Ils atteignirent enfin le haut de la colline, qui portait le nom de Mont Pujols. Le chiot s'arrêta net, renifla l'air et se dirigea, sans hésitation aucune, vers un vieux jardin envahi par les mauvaises herbes. Non loin, se dressaient les ruines d'une ancienne chapelle. Pti Lutin enjamba le grillage rouillé de la clôture, et se retrouva au milieu de ce qui avait dû être autrefois le potager du curé : des salades immenses montées en graines, des tomates aux formes biscornues courraient sur le sol au milieu des fleurs de melons. En voyant ces légumes, Pti lutin sentit son estomac crier famine mais il n'eût pas le loisir de ramasser quoi que ce soit, son compagnon à 4 pattes se mit à japper joyeusement : des groseilliers, framboisiers, myrtilles égayaient de leurs petits fruits colorés un muret rongé par les mousses.
Le lutin n'en croyait pas ses yeux, tant il y en avait… il se mit à rire à gorge déployée… à sauter de joie… attrapa les 2 pattes avant de son chien et lui fit faire des petits pas de danse. L'animal se laissait faire, béat, la gueule ouverte découvrant ses crocs : on aurait dit que lui aussi, riait.
Son maître le félicita de quelques petites tapes sur les flancs. Ensuite, il commença à remplir son panier avec les précieux fruits, en songeant à sa princesse. Tout semblait possible à présent : Il se voyait grand… très grand !   
- avec des bras pouvant enlacer la taille de sa bien-aimée,                 
- avec des mains pouvant caresser son visage,   
- avec des jambes longues pouvant marcher à la même cadence que sa Fleurbleue.
 
 
 
 
La Princesse des baies, redevenue à l'état floral couleur de ciel, secoua vivement ses pétales gorgées d'eau.

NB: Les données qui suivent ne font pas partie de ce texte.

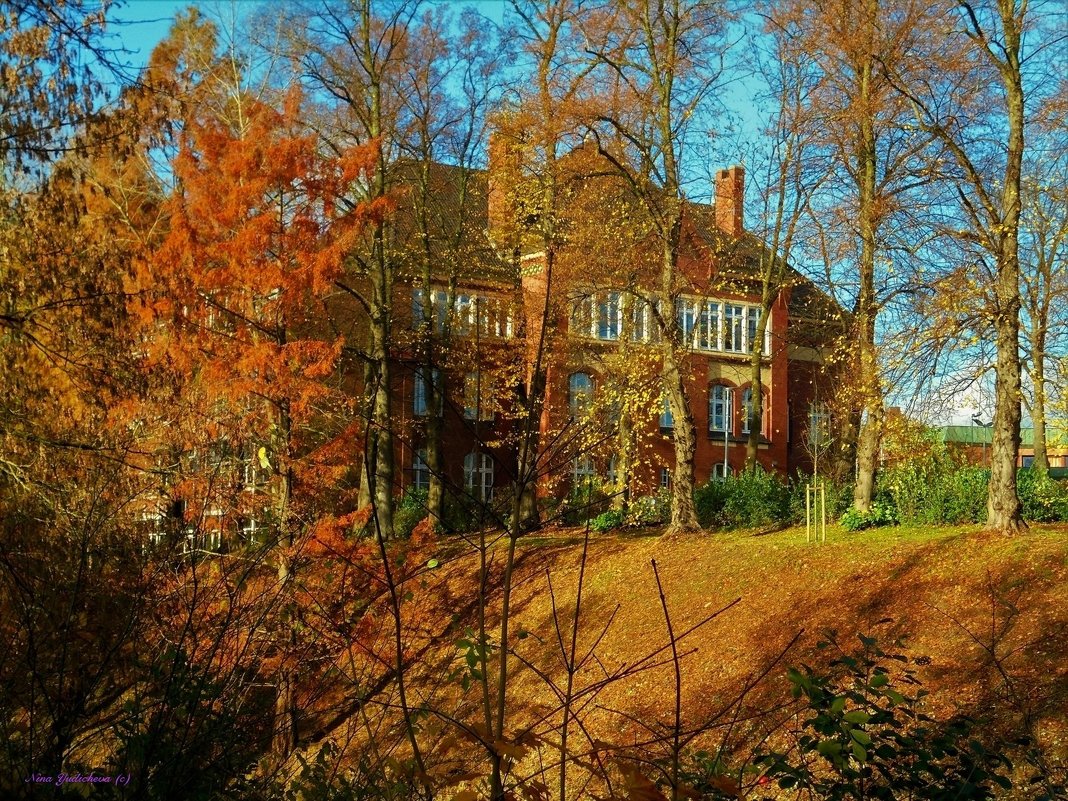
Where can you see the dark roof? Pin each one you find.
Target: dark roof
(455, 206)
(741, 257)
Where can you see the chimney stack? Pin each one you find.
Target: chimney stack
(729, 197)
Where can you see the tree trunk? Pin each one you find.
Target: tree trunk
(870, 393)
(1041, 462)
(1003, 503)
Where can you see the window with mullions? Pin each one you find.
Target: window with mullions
(420, 393)
(475, 394)
(747, 404)
(819, 425)
(582, 471)
(720, 411)
(420, 471)
(580, 394)
(609, 315)
(734, 322)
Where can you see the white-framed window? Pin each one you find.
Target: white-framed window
(582, 471)
(487, 314)
(752, 320)
(819, 425)
(478, 475)
(597, 315)
(734, 327)
(613, 470)
(666, 419)
(720, 411)
(609, 315)
(475, 406)
(420, 471)
(705, 324)
(721, 471)
(580, 394)
(747, 405)
(641, 320)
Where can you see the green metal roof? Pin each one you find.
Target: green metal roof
(970, 435)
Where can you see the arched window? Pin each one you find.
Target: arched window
(747, 405)
(720, 409)
(819, 425)
(478, 475)
(666, 419)
(582, 471)
(580, 394)
(420, 387)
(475, 397)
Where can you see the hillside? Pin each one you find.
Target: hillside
(947, 593)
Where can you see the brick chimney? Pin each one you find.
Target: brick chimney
(729, 197)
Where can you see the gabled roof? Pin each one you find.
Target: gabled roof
(455, 207)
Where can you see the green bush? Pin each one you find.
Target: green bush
(882, 513)
(709, 500)
(649, 509)
(747, 500)
(410, 509)
(1045, 500)
(584, 502)
(609, 520)
(935, 489)
(864, 738)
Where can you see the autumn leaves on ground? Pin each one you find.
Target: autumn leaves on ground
(983, 621)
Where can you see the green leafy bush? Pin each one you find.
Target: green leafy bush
(882, 513)
(747, 500)
(935, 489)
(862, 738)
(1045, 500)
(649, 509)
(585, 501)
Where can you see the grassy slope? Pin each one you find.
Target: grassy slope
(933, 583)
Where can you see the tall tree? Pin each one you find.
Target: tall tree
(864, 126)
(255, 237)
(351, 57)
(973, 104)
(658, 64)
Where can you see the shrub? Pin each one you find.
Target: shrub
(839, 498)
(409, 511)
(882, 513)
(1043, 499)
(863, 738)
(586, 500)
(935, 489)
(649, 509)
(750, 499)
(608, 520)
(708, 500)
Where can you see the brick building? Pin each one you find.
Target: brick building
(602, 332)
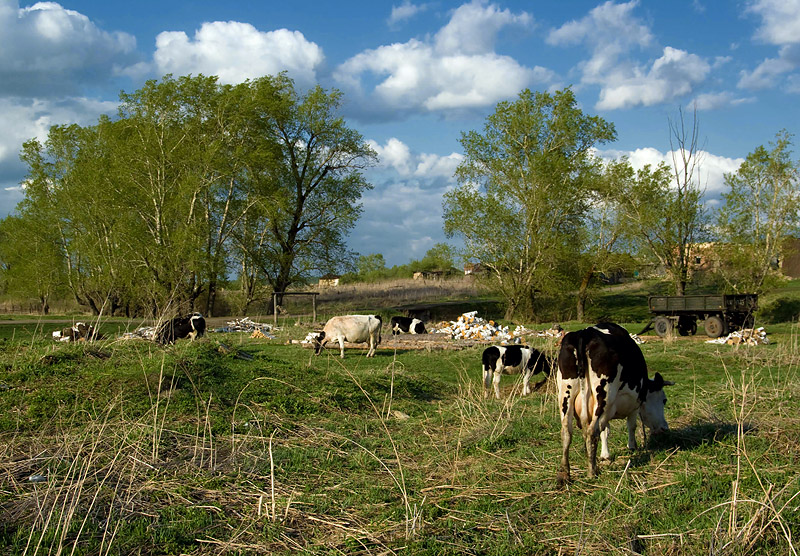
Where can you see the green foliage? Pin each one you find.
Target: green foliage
(759, 213)
(524, 187)
(150, 212)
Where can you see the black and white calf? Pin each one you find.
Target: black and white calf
(191, 326)
(514, 359)
(602, 375)
(407, 325)
(350, 328)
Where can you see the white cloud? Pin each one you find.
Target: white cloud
(22, 119)
(50, 50)
(672, 75)
(238, 51)
(456, 69)
(611, 32)
(714, 101)
(780, 20)
(712, 168)
(405, 11)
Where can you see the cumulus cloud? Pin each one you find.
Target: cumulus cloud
(457, 68)
(24, 119)
(405, 11)
(611, 32)
(780, 20)
(398, 156)
(402, 215)
(712, 168)
(48, 50)
(238, 51)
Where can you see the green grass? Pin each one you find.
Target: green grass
(188, 450)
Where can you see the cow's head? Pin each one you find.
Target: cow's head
(318, 341)
(652, 408)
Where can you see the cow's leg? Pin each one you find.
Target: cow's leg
(567, 391)
(526, 382)
(604, 453)
(496, 382)
(487, 381)
(632, 418)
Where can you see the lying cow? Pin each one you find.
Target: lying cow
(514, 359)
(191, 326)
(602, 375)
(407, 325)
(350, 328)
(80, 332)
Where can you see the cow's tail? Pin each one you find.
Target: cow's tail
(581, 360)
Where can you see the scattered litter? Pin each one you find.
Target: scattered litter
(470, 326)
(747, 336)
(141, 333)
(246, 324)
(80, 332)
(554, 331)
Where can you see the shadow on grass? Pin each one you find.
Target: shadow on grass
(696, 435)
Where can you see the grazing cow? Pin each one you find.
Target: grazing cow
(602, 375)
(500, 360)
(350, 328)
(407, 325)
(191, 326)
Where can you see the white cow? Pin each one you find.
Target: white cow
(350, 328)
(602, 375)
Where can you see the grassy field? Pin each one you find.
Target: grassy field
(124, 447)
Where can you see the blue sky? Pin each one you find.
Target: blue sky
(417, 74)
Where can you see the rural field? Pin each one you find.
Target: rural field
(235, 445)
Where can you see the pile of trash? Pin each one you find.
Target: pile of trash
(470, 326)
(747, 336)
(141, 333)
(246, 324)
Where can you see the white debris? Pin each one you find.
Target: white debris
(747, 336)
(141, 333)
(246, 324)
(470, 326)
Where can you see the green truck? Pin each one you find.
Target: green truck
(720, 314)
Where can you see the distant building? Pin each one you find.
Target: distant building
(474, 269)
(329, 281)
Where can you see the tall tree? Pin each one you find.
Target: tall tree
(759, 212)
(523, 190)
(665, 205)
(315, 185)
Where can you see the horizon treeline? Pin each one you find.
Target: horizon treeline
(193, 182)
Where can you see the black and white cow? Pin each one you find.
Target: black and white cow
(407, 325)
(513, 359)
(191, 326)
(602, 375)
(350, 328)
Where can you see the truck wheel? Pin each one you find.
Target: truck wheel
(714, 326)
(687, 326)
(663, 326)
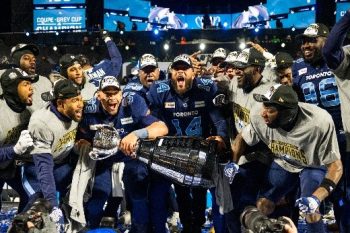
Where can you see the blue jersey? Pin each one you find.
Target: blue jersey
(135, 86)
(192, 114)
(132, 115)
(318, 86)
(106, 67)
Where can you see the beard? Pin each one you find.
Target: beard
(73, 115)
(247, 84)
(187, 86)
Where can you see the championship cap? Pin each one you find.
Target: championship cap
(182, 59)
(11, 76)
(283, 60)
(66, 61)
(281, 95)
(219, 53)
(30, 48)
(147, 60)
(230, 59)
(62, 89)
(109, 81)
(315, 30)
(248, 57)
(20, 49)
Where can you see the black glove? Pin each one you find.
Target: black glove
(104, 34)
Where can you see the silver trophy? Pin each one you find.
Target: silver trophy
(187, 161)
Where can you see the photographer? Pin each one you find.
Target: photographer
(255, 221)
(35, 220)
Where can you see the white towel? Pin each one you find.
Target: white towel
(117, 182)
(82, 174)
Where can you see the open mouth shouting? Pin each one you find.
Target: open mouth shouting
(30, 99)
(180, 82)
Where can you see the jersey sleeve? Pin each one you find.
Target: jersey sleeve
(42, 137)
(154, 99)
(44, 170)
(140, 109)
(328, 149)
(116, 57)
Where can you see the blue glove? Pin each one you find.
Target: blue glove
(308, 205)
(230, 170)
(56, 216)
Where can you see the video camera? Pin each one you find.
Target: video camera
(255, 221)
(34, 215)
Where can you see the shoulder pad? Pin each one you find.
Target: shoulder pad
(128, 98)
(299, 60)
(91, 106)
(133, 86)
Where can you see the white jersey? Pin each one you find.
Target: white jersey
(88, 91)
(311, 143)
(41, 86)
(12, 123)
(243, 103)
(51, 134)
(342, 74)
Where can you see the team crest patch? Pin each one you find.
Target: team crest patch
(199, 104)
(127, 120)
(169, 104)
(302, 71)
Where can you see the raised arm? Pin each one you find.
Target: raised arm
(332, 50)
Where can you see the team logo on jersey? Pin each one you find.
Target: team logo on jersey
(302, 71)
(199, 104)
(66, 141)
(126, 121)
(204, 87)
(288, 151)
(169, 104)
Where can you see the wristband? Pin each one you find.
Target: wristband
(141, 133)
(328, 184)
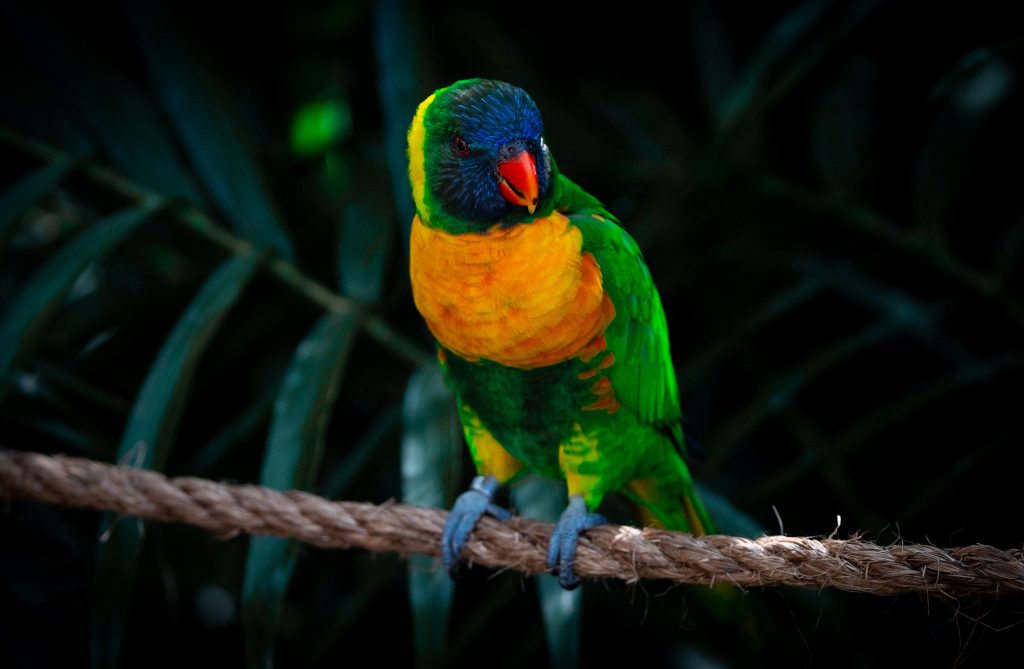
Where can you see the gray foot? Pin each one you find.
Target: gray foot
(465, 513)
(561, 550)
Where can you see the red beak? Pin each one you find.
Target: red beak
(517, 180)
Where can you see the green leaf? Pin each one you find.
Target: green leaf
(294, 453)
(146, 442)
(431, 450)
(30, 190)
(42, 295)
(208, 124)
(545, 499)
(337, 481)
(396, 44)
(367, 235)
(321, 124)
(129, 127)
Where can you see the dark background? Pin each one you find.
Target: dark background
(828, 196)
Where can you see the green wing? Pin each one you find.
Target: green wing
(642, 376)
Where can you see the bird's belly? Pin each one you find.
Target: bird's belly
(530, 413)
(524, 296)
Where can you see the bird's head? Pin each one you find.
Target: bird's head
(476, 157)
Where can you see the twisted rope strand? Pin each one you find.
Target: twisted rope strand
(607, 551)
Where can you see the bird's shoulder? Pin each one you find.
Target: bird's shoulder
(642, 375)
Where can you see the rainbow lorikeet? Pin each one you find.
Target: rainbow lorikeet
(549, 328)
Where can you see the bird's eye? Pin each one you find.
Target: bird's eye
(460, 145)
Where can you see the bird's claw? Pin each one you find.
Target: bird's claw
(561, 550)
(465, 513)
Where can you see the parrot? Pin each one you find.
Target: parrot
(548, 325)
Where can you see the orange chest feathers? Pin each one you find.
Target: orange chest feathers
(523, 296)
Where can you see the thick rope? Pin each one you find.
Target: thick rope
(606, 551)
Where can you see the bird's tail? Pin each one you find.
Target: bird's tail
(671, 501)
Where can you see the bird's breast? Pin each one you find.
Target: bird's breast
(523, 296)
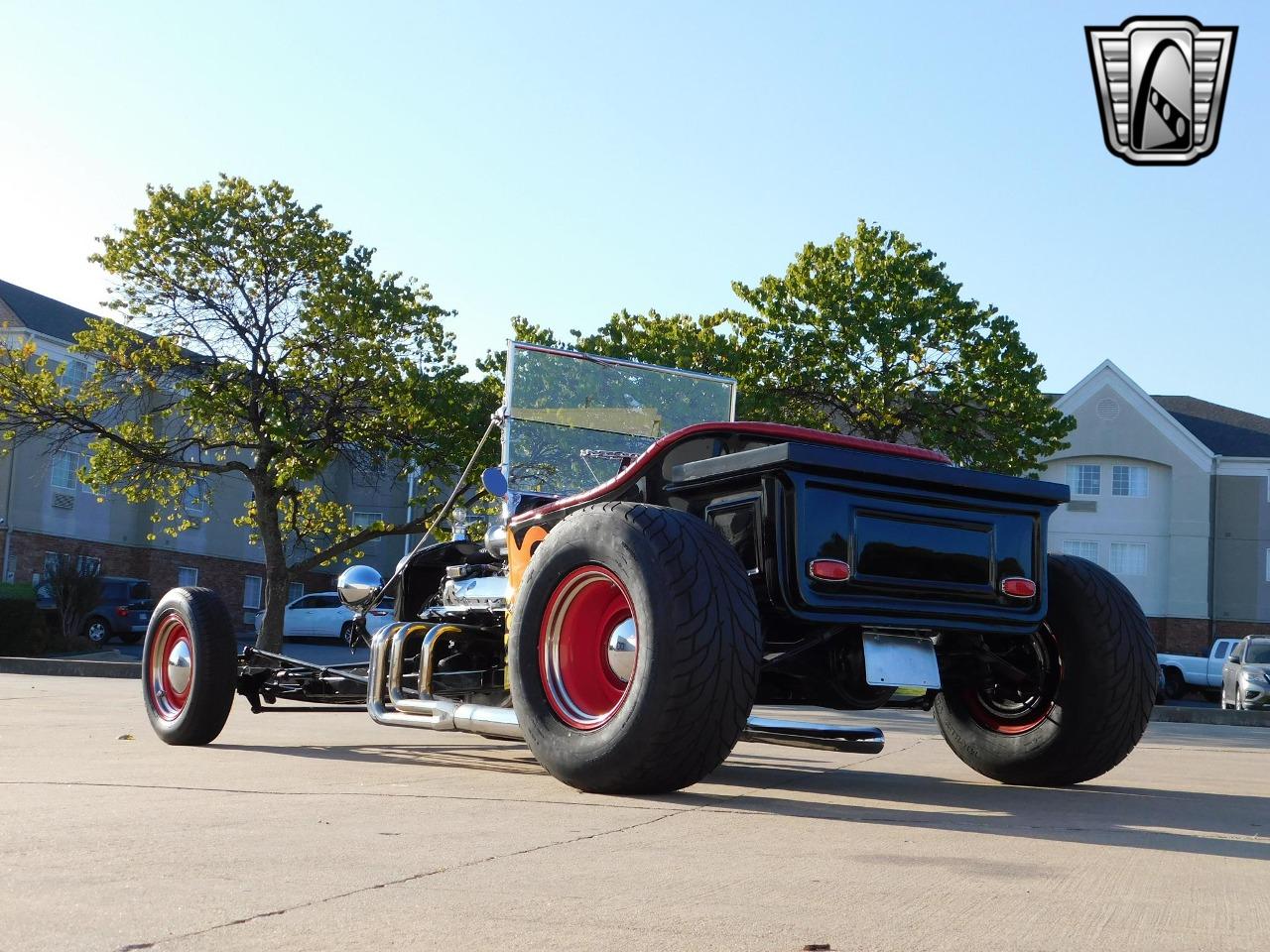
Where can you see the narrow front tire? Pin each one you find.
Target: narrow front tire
(190, 666)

Cette pluie avait redonné vigueur à sa tige, et sa corolle s'était déployée. Fleurbleue, l'esprit plus clair, réfléchît aux événements qui s'étaient produits.
En vérité, elle comprenait que l'arbre aux 1000 pouvoirs s'était fâché contre elle, à cause de son manque de confiance. Elle tenta d'user de ses charmes auprès de lui pour essayer de l'attendrir.         
Un rai de soleil se posa sur elle ; aussitôt sa jupe plissée prit un air pimpant, légèrement velouté.
Et c'est avec ce velouté, cette douceur dans la voix qu'elle s'adressa à l'arbre :
 
- Oh bel arbre ! toi qui règnes en roi de la forêt, veux-tu me pardonner ?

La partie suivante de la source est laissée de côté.